Ottawa report casts doubt on Yukon’s health care deal

A new report from an Ottawa think-tank suggests that recent health-care deals signed by several provinces and territories, including the Yukon, will not provide enough federal funding to keep pace with increasing health-care costs.

A new report from an Ottawa think-tank suggests that recent health-care deals signed by several provinces and territories, including the Yukon, will not provide enough federal funding to keep pace with increasing health-care costs.

The study, published by the Institute of Fiscal Studies and Democracy, finds that health spending in Ontario should increase by 4.5 to five per cent a year after 2018. But the bilateral deals signed by provinces and territories in recent weeks only offer guaranteed annual increases of three per cent to the Canada health transfer payments.

Randall Bartlett, the institute’s chief economist, said the pinch will likely be felt more in smaller jurisdictions, because Ontario has a large population and low per-capita costs.

He said the Yukon was the “third-most expensive jurisdiction for health care on a per-capita basis” after the other territories, based on 2013 data.

“What’s been proposed by the federal government is going to be insufficient in Ontario over the long term,” Bartlett said. “The same is going to be true in every other province (and territory) as well.”

Bartlett’s data, obtained from the Canadian Institute for Health Information, shows that Yukon’s health expenditures increased by an average of 7.4 per cent each year between 2010 and 2016.

Last month, the Yukon government signed a health-care deal that will see it receive $6.2 million for home care and $5.2 million for mental health initiatives over the next 10 years.
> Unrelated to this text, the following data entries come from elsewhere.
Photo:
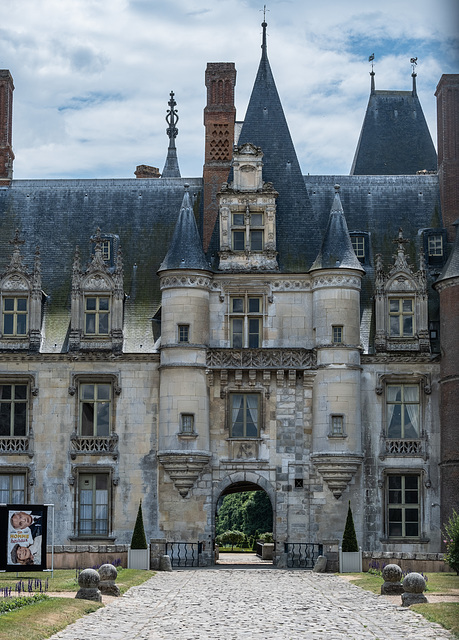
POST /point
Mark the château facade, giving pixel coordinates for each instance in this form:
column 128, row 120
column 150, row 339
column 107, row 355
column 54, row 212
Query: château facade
column 173, row 340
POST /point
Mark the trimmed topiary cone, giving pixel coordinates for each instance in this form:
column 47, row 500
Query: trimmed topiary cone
column 139, row 540
column 349, row 538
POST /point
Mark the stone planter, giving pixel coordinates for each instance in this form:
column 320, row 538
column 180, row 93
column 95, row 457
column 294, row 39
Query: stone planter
column 350, row 561
column 139, row 558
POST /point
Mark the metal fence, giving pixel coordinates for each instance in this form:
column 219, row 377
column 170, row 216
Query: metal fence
column 302, row 555
column 184, row 554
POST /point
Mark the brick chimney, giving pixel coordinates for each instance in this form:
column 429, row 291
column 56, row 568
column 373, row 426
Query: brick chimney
column 219, row 119
column 6, row 127
column 447, row 94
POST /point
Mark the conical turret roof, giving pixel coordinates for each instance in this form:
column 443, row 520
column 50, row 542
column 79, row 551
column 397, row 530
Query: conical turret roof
column 451, row 268
column 185, row 251
column 265, row 126
column 337, row 251
column 395, row 138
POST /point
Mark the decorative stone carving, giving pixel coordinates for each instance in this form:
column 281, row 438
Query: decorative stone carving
column 98, row 277
column 392, row 574
column 399, row 281
column 337, row 470
column 16, row 279
column 184, row 468
column 261, row 358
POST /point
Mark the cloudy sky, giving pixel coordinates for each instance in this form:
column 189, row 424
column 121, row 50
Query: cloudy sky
column 93, row 77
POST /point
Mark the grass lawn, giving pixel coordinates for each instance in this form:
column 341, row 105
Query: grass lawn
column 444, row 613
column 66, row 579
column 42, row 619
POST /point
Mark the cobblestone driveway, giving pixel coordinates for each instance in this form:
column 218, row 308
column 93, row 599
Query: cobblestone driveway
column 255, row 604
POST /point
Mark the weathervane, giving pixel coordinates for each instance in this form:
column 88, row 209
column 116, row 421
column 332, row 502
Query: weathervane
column 371, row 59
column 264, row 12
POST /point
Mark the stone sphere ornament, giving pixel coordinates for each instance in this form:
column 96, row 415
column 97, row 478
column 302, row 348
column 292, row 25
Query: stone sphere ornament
column 108, row 575
column 89, row 585
column 414, row 585
column 392, row 575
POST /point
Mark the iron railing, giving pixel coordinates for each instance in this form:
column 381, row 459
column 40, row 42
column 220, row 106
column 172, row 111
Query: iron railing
column 184, row 554
column 302, row 555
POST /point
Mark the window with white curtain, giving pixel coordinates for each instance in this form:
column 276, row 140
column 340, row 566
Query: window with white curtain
column 244, row 415
column 12, row 488
column 402, row 405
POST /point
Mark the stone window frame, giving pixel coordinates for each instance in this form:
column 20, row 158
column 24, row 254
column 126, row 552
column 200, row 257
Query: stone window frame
column 183, row 333
column 246, row 293
column 435, row 259
column 260, row 393
column 418, row 448
column 401, row 314
column 98, row 280
column 18, row 470
column 7, row 442
column 17, row 283
column 247, row 227
column 187, row 434
column 337, row 334
column 423, row 486
column 77, row 379
column 112, row 482
column 363, row 254
column 334, row 434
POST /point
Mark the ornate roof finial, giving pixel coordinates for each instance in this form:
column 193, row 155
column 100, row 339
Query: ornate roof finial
column 264, row 25
column 171, row 168
column 372, row 73
column 172, row 118
column 414, row 62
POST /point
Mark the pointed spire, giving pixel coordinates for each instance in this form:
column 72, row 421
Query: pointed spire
column 265, row 126
column 372, row 88
column 337, row 251
column 185, row 250
column 171, row 168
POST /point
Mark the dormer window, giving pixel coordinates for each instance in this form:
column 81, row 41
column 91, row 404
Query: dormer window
column 401, row 316
column 435, row 245
column 97, row 315
column 401, row 304
column 247, row 210
column 21, row 300
column 247, row 231
column 15, row 316
column 97, row 302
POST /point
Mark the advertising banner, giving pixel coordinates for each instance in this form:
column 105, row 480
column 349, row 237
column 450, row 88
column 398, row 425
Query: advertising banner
column 23, row 537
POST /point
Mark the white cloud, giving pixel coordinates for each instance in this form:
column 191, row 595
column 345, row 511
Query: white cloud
column 93, row 77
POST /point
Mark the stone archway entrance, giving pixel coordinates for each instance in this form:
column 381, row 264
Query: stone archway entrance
column 246, row 505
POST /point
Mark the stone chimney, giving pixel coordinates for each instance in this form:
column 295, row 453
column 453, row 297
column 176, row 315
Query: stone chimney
column 447, row 94
column 219, row 118
column 6, row 127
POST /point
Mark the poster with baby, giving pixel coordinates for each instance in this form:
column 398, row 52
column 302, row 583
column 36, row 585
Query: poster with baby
column 23, row 537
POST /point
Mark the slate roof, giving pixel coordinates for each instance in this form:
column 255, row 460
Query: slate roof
column 58, row 215
column 394, row 139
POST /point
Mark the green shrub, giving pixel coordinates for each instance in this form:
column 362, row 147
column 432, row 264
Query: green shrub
column 451, row 539
column 349, row 538
column 139, row 540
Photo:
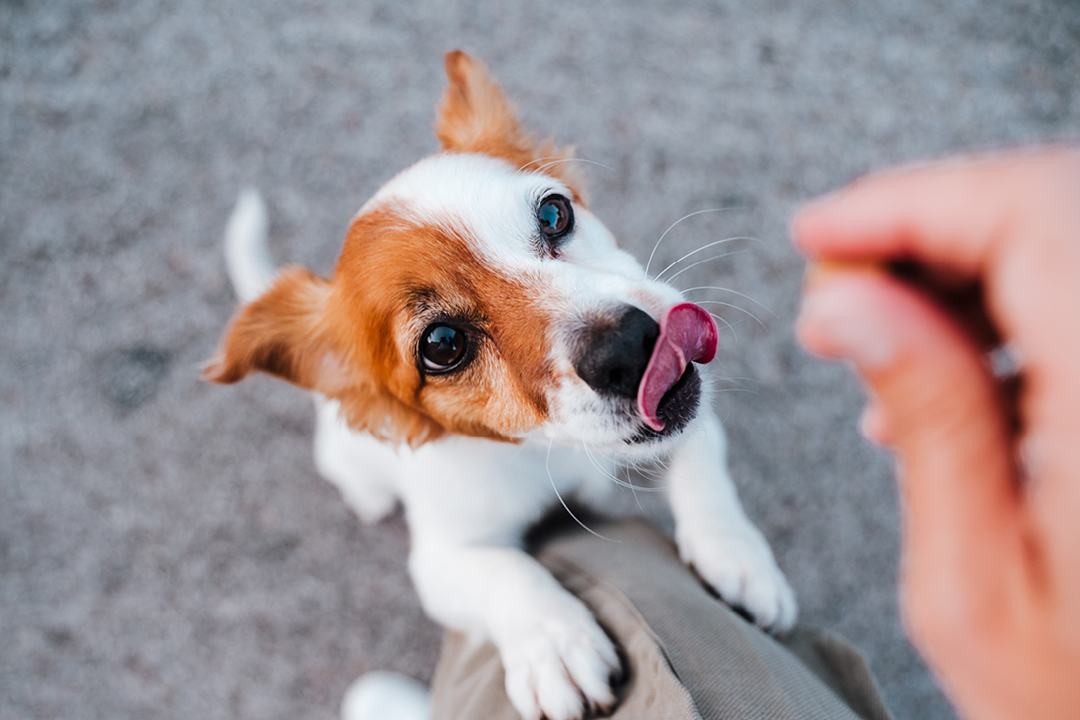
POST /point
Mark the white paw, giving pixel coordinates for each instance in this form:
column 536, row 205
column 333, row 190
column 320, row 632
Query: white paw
column 740, row 567
column 559, row 667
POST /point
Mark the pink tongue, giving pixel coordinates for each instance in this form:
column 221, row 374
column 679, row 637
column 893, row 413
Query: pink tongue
column 687, row 335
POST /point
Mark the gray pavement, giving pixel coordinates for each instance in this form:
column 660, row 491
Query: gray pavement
column 166, row 549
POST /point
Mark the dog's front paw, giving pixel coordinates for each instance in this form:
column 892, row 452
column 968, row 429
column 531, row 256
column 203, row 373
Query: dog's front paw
column 740, row 567
column 559, row 667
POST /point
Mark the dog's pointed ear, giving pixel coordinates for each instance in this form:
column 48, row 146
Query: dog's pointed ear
column 283, row 333
column 475, row 117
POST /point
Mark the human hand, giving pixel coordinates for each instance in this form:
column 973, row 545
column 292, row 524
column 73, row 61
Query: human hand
column 990, row 572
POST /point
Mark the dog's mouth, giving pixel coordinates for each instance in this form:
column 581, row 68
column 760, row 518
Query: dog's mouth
column 670, row 389
column 676, row 409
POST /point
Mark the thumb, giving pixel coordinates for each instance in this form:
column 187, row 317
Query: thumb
column 944, row 419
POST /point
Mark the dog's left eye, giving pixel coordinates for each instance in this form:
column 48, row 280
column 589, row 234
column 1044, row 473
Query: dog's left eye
column 442, row 349
column 555, row 217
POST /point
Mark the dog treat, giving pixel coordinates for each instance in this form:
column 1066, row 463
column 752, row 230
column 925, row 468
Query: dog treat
column 818, row 269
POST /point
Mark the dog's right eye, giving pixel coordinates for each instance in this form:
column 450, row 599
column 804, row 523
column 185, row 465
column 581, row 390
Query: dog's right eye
column 555, row 218
column 442, row 349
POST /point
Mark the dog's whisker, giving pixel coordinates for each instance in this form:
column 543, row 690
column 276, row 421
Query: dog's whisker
column 623, row 484
column 571, row 160
column 727, row 325
column 728, row 289
column 702, row 248
column 539, row 160
column 737, row 390
column 672, row 226
column 616, row 479
column 565, row 506
column 694, row 265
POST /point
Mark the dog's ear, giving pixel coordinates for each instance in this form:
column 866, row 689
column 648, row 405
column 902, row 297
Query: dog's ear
column 283, row 333
column 288, row 333
column 475, row 117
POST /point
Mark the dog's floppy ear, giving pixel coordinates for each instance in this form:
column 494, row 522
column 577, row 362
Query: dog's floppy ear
column 475, row 117
column 283, row 333
column 288, row 333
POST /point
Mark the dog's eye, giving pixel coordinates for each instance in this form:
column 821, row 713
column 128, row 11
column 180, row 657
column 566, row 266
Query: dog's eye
column 442, row 349
column 555, row 217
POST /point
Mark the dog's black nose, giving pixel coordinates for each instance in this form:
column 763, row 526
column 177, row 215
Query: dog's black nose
column 615, row 352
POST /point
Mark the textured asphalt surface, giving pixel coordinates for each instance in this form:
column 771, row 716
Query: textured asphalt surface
column 166, row 548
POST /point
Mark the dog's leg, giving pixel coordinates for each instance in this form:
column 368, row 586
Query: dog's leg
column 714, row 534
column 362, row 467
column 558, row 662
The federal transfer has been cut to an annual increase of three per cent or the rate of nominal GDP growth, whichever is higher. The transfer has increased by six per cent annually for the last several years, but that deal has expired.

“If current trends continue, basically the federal portion will be increasing at half the rate of the actual (territorial) costs,” Bartlett said.

On Feb. 9, Yukon Party health critic Patti McLeod told the News she’s worried about what the deal will mean for health care in the Yukon.

“Given that it costs even more to provide services in Yukon, it puts us in an even worse situation,” she said. “I think that Yukoners aren’t going to be very happy if we’re looking at some kind of cutback in the system.”

Premier Sandy Silver has previously argued that the increase in the health transfer from Ottawa is not the Yukon’s biggest concern. That’s because the health transfer is allocated on a per-capita basis, which means a change of a few percentage points doesn’t add up to a lot of money for a small population.

To illustrate: Bartlett’s data shows that the Yukon spent $283 million on health care in 2015-16. If that amount were to rise by 7.4 per cent — the average annual increase since 2010 — that would mean an additional $21 million in spending.

Conversely, the health transfer to the Yukon rose six per cent from $35 to $37 million between 2015-16 and 2016-17 — an increase of just $2 million.

Cutting the annual increase to three per cent means an additional $1 million in 2017-18, instead of $2 million.

Silver has argued that the Yukon has more of a stake in discussions about other funding sources, like the territorial health investment fund that provides money for Yukon’s medical travel program.

But Bartlett insisted the Yukon should be paying attention to the health transfer.

“I think it’s very important, and I don’t think they’re necessarily mutually exclusive things.”

McLeod suggested the Yukon’s Liberal government should try and renegotiate its health-care deal with Ottawa, but Bartlett said the territory may have to wait and hope that the remaining hold-out provinces — Quebec, Ontario, Manitoba, Alberta and B.C. — manage to negotiate a better deal.

The Yukon and the other jurisdictions are allowed to sign on to a better deal if the option arises.

In December, the federal government proposed a deal like the one the Yukon has signed to all the jurisdictions during meetings in Ottawa, but it was rejected. The provinces have demanded an annual transfer increase of 5.2 per cent.

Since then, the federal government has signed one-on-one deals with the territories and the less populous provinces.